If you're modifying just one particular codec in the standard library, such as the std/png/*.wuffs files, then you can exclude unrelated tests by running wuffs test std/png.

Poking Around

Feel free to edit the std/lzw/decode_lzw.wuffs file, which implements the GIF LZW decoder. After editing, run wuffs gen std/gif or wuffs test std/gif to re-generate the C edition of the Wuffs standard library's GIF codec, and optionally run its tests.

Try deleting an assert statement and re-running wuffs gen. The result should be syntactically valid, but a compile error, as some bounds checks can no longer be proven.

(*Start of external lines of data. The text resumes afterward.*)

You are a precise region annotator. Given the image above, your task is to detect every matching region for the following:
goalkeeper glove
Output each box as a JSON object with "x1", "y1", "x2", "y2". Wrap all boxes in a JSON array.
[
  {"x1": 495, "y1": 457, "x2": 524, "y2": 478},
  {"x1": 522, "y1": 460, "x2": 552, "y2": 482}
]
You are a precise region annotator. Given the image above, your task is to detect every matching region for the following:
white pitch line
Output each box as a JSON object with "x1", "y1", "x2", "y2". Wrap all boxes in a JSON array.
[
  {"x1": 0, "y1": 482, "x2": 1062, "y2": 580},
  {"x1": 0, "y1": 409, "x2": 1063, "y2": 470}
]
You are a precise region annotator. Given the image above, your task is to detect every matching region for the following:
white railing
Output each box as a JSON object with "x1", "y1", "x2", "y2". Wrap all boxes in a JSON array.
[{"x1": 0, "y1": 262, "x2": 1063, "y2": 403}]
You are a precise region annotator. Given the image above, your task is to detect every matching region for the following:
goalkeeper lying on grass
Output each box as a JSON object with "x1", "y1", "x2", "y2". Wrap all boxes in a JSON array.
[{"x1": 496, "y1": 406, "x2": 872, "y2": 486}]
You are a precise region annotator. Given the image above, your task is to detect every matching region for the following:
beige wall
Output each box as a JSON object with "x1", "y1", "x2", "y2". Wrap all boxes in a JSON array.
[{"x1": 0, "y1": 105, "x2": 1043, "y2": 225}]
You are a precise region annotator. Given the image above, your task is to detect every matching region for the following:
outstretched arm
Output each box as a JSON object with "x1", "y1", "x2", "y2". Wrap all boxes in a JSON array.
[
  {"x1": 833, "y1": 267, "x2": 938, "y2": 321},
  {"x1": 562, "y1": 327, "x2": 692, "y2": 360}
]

Find the var bits : base.u32 line, which declares the bits variable, implicitly initialized to zero. Try adding bits -= 1 on a new line of code after all of the var lines. Again, wuffs gen should fail, as the computation can underflow.

Similarly, changing the 4095 in var prev_code : base.u32[..= 4095] either higher or lower should fail.

Try adding assert false at various places, which should obviously fail, but should also cause wuffs gen to print what facts the compiler knows at that point. This can be useful when debugging why Wuffs can't prove something you think it should be able to.

Running the Tests

If you've changed any of the tools (i.e. changed any .go code), re-run go install -v github.com/google/wuffs/cmd/... and go test github.com/google/wuffs/lang/....

If you‘ve changed any of the libraries (i.e. changed any .wuffs code), run wuffs test or, ideally, wuffs test -mimic to also check that Wuffs’ output mimics (i.e. exactly matches) other libraries' output, such as giflib for GIF, libpng for PNG, etc.

If your library change is an optimization, run wuffs bench or wuffs bench -mimic both before and after your change to quantify the improvement. The mimic benchmark numbers shouldn‘t change if you’re only changing .wuffs code, but seeing zero change in those numbers is a coherence check on any unrelated system variance, such as software updates or virus checkers running in the background.